MemForge is a neuroscience-inspired memory system for AI agents. This document describes the internal architecture, data models, and processing pipelines.
For design philosophy and objectives, see SPECIFICATION.md. For API usage, see README.md. For development setup, see DEVELOPMENT.md.
The Memory Revision Engine (MRE) is a background processing system that actively rewrites and refines stored memories rather than layering new information on top of old. It runs during configurable "sleep cycles" and produces a progressively more accurate, coherent knowledge base.
Every time a memory is accessed, the retrieval is logged as a discrete event:
retrieval_log (
id BIGSERIAL PRIMARY KEY,
agent_id TEXT NOT NULL,
warm_tier_id BIGINT NOT NULL, -- which memory was retrieved
query_text TEXT NOT NULL, -- the query that triggered retrieval
query_mode TEXT NOT NULL, -- keyword/semantic/hybrid
rank_position INT NOT NULL, -- where it appeared in results
context JSONB DEFAULT '{}', -- downstream context (optional)
created_at TIMESTAMPTZ DEFAULT now()
)
This is the raw signal for reinforcement. A memory retrieved 50 times across 30 different queries is clearly important. A memory retrieved once and never again may be noise.
Every warm-tier row gets a revision history. When the MRE rewrites a memory, both the old and new versions are preserved:
memory_revisions (
id BIGSERIAL PRIMARY KEY,
agent_id TEXT NOT NULL,
warm_tier_id BIGINT NOT NULL, -- the memory being revised
revision_number INT NOT NULL, -- monotonically increasing per memory
previous_content TEXT NOT NULL, -- content before revision
new_content TEXT NOT NULL, -- content after revision
revision_type TEXT NOT NULL, -- 'augment' | 'correct' | 'merge' | 'compress'
reason TEXT NOT NULL, -- LLM-generated explanation of why
delta_summary TEXT NOT NULL, -- what changed, in plain language
confidence REAL NOT NULL, -- 0.0-1.0, LLM's confidence in the revision
model_used TEXT NOT NULL, -- which model performed the revision
created_at TIMESTAMPTZ DEFAULT now()
)
Added to warm_tier as a materialized composite score:
ALTER TABLE warm_tier ADD COLUMN importance REAL NOT NULL DEFAULT 0.5;
ALTER TABLE warm_tier ADD COLUMN revision_count INT NOT NULL DEFAULT 0;
ALTER TABLE warm_tier ADD COLUMN confidence REAL NOT NULL DEFAULT 0.5;
importance is recalculated during sleep cycles as:
importance = w1 * recency_score -- exponential decay from last_accessed
+ w2 * frequency_score -- log(access_count + 1) / log(max_access + 1)
+ w3 * centrality_score -- entity mention count + relationship degree
+ w4 * reflection_score -- cited in reflections / contradictions
+ w5 * stability_score -- 1.0 - (recent_revision_rate)
Default weights: w1=0.25, w2=0.20, w3=0.20, w4=0.15, w5=0.20
confidence reflects how settled the memory is. High confidence = few recent revisions, consistent with graph, corroborated by multiple sources.
Recalculate importance and confidence for all warm-tier rows based on:
- Retrieval log events since last cycle
- Current graph connectivity
- Time since last revision
- Reflection citation count
This is pure SQL — no external model calls.

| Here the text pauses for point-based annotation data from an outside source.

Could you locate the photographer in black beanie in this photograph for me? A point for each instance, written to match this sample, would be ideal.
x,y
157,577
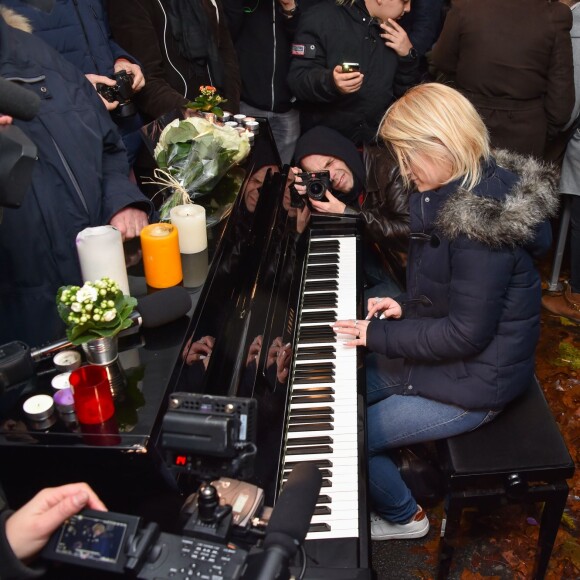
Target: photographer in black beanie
x,y
366,185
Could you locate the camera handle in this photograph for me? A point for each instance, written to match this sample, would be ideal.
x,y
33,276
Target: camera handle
x,y
142,547
209,520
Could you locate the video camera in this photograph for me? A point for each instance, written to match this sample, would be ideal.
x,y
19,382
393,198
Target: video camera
x,y
120,543
316,182
122,92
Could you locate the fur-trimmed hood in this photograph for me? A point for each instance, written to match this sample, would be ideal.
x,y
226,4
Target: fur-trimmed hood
x,y
510,220
14,19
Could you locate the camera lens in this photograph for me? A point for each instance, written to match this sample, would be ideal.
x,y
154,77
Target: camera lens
x,y
316,189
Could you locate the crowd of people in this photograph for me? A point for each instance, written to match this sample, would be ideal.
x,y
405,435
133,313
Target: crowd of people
x,y
436,125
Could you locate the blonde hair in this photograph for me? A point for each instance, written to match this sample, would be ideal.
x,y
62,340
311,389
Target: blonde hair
x,y
437,122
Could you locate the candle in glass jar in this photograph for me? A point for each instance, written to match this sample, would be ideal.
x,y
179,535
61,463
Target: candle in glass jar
x,y
189,219
101,253
161,257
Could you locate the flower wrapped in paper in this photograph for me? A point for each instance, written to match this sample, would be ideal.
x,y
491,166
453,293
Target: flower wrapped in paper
x,y
193,155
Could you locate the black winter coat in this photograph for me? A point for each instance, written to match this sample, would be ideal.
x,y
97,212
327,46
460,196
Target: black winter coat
x,y
471,316
328,35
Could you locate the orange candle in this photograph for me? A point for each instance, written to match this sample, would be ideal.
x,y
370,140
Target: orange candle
x,y
161,257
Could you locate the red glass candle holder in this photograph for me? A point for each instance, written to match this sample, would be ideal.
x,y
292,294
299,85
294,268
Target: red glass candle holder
x,y
92,394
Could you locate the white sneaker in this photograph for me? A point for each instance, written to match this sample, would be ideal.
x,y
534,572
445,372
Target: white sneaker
x,y
416,528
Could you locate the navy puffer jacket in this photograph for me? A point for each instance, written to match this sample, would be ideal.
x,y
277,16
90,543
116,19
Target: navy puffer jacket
x,y
471,315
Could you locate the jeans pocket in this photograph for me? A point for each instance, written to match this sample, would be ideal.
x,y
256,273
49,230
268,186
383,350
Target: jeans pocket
x,y
490,416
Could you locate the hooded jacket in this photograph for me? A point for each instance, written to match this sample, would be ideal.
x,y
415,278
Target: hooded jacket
x,y
79,31
471,315
79,180
328,35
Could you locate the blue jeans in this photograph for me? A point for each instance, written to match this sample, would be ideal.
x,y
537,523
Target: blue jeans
x,y
396,420
285,128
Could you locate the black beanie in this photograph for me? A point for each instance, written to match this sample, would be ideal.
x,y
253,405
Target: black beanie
x,y
322,140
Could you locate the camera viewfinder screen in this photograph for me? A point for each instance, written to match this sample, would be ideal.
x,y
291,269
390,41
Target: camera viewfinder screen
x,y
89,538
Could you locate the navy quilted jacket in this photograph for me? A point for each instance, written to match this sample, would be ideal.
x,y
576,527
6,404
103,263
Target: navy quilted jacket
x,y
471,315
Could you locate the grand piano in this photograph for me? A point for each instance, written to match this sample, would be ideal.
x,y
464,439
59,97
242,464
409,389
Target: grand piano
x,y
278,277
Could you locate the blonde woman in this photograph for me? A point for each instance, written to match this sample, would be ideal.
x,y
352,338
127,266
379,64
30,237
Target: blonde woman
x,y
452,352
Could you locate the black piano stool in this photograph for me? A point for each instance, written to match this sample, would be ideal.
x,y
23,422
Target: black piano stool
x,y
520,457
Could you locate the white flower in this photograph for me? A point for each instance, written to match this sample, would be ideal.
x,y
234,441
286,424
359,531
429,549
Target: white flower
x,y
86,293
109,315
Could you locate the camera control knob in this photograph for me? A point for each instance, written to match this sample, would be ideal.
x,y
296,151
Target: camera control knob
x,y
207,502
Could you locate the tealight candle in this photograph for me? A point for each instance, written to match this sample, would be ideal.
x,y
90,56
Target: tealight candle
x,y
67,360
253,126
38,408
61,381
101,253
161,257
64,401
189,219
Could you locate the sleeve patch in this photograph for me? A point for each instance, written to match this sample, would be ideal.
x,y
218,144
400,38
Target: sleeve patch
x,y
304,50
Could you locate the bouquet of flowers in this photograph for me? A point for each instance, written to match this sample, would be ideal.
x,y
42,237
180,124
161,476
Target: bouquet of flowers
x,y
96,310
208,100
193,155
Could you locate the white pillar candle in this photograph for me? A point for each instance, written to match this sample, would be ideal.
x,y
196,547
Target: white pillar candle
x,y
189,219
101,254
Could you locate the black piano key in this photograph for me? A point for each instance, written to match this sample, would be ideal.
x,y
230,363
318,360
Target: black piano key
x,y
316,462
319,418
315,352
320,300
318,528
309,334
320,316
313,391
323,246
298,428
312,399
326,368
323,259
310,411
322,510
324,271
324,440
320,285
310,450
314,380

- Archive warm-tier rows where
importance < eviction_thresholdto cold tier - Flag rows where
confidence < revision_thresholdfor revision in Phase 3 - Flag entity relationships not seen in N cycles for staleness review
For each flagged memory (processed in priority order, bounded by budget):
-
Gather context: The memory's content, its entity relationships, related memories (by graph proximity and vector similarity), recent retrieval log entries, and any reflections that cite it.
-
Send to LLM with a revision prompt:
"Here is a stored memory and its current context. Based on newer information, related memories, and known entity relationships, should this memory be revised? If so, produce the revised version. Explain what changed and why. Rate your confidence 0.0-1.0."
-
LLM returns one of:
- No revision needed — memory is current and accurate. Bump confidence.
- Augment — add context or detail from related memories. Preserve original meaning.

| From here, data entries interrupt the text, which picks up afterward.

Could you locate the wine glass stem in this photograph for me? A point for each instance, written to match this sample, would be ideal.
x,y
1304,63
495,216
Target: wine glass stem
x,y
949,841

- Correct — fix factual errors based on newer, more reliable information.
- Merge — this memory substantially overlaps with another; combine them.
- Compress — this memory is verbose; distill to essential content.
-
Apply revision: Update warm_tier content, increment revision_count, log in memory_revisions, re-generate embedding for the revised content.
- For flagged stale relationships: check if still valid against recent memories
- Invalidate edges that are contradicted (set valid_until timestamp)
- Merge duplicate entities detected by name similarity + context overlap
- Update relationship weights based on revision evidence
Same as current reflection system, but now operating on the revised memory base rather than raw accumulations. Reflections are higher quality because the underlying memories are more accurate.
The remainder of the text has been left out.